U.S. Rep. John Dingell (right) won his 29th term in Congress last Tuesday, defeating Superior Township cardiologist Rob Steele. The 15th District congressman finished with 118,117 votes (57 percent) to Steele’s 83,305. Dingell had never come away with less than 59 percent in his almost 56 years in office. This was his toughest challenge since redistricting pitted him against incumbent U.S. Rep. Lynn Rivers of Ann Arbor in 2002. On Oct. 28, Dingell and Dearborn Mayor John O’Reilly Jr. attended a press conference at the Dearborn Amtrak station announcing the confirmation of $161 million in grants from the U.S. Department of Transportation. The funds will provide for the development of high speed rail transportation projects which are expected to create nearly 1,200 jobs in Michigan. The grants will fund acquisition and improvements to the track between Kalamazoo and Dearborn.

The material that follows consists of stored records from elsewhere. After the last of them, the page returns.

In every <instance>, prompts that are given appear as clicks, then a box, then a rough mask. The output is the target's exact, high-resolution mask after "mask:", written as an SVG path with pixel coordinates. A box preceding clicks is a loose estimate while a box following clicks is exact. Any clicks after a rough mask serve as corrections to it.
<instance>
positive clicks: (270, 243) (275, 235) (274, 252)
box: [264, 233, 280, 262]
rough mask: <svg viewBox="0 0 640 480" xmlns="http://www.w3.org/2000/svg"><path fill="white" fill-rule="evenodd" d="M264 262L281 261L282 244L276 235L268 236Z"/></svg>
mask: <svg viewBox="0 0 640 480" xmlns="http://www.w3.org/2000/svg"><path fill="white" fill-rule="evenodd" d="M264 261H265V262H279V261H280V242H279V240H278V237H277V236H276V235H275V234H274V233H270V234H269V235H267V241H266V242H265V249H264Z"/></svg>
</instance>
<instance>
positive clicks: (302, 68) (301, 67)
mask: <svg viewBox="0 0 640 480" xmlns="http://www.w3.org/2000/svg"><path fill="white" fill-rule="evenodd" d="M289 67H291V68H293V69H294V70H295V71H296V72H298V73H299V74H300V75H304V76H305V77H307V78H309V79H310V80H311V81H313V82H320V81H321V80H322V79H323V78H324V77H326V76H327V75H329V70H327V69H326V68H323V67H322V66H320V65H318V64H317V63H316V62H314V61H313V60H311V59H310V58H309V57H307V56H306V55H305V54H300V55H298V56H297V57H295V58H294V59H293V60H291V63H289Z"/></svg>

The project will complement Dearborn’s intermodal passenger train station, which is funded with a federal grant and is in the planning stages.
By CHRIS JACKETT
Nearly 41,000 total Dearborn and Dearborn Heights residents made their preferences known at the polls Nov. 2, shaping the future of things in both cities.
There are a combined 97,235 registered voters between the two cities, and 42.12 percent cast ballots not for only state and county issues, but local issues ranging from city and school boards to millages and city charter amendments.
An item on ballots in portions of both cities was to fill a school board seat with Dearborn Public Schools. James Schoolmaster took 50.12 percent of the vote compared to Roxanne McDonald’s 49.34 percent within Dearborn, which was a 137-vote difference.
McDonald supporters made things interesting in Dearborn Heights, however, as she took 116 more votes than Schoolmaster did across the western boundary.
A total of 18,941 votes were cast between the two candidates. Schoolmaster captured 50.06 percent of the vote, a 21-vote margin of victory.
The school board issue was the only city-specific one in Dearborn, but Heights residents had many more decisions to make.
Part of the Taylor Public Schools district includes southern Dearborn Heights, where residents voted 33-22 for Nancy Myers to fill a school board position over Monica Dietz-Hopkins. About 62.32 percent of Taylor residents agreed, giving Myers the victory.
Finally taking a seat with the Heights City Council is longtime office-seeker Ned Apigian, who captured 54.26 percent of the vote in his victory over opponent Kathy Abdel-Hak.
Heights residents also voted in favor of amending the city charter by 55.42 percent, which create a Department of Library, separating it from the existing Department of Parks, Recreation and Library.
A sanitation millage in Dearborn Heights also was approved with 60.94 percent of the vote, continuing the 1-mill levy originally approved in 1985. The maximum renewal millage levy is 0.7436 of one mill, keeping things as they have been for more than a decade.
The millage assists with the funding of the city’s participation with Central Wayne County Sanitation Authority, which handles garbage pickup.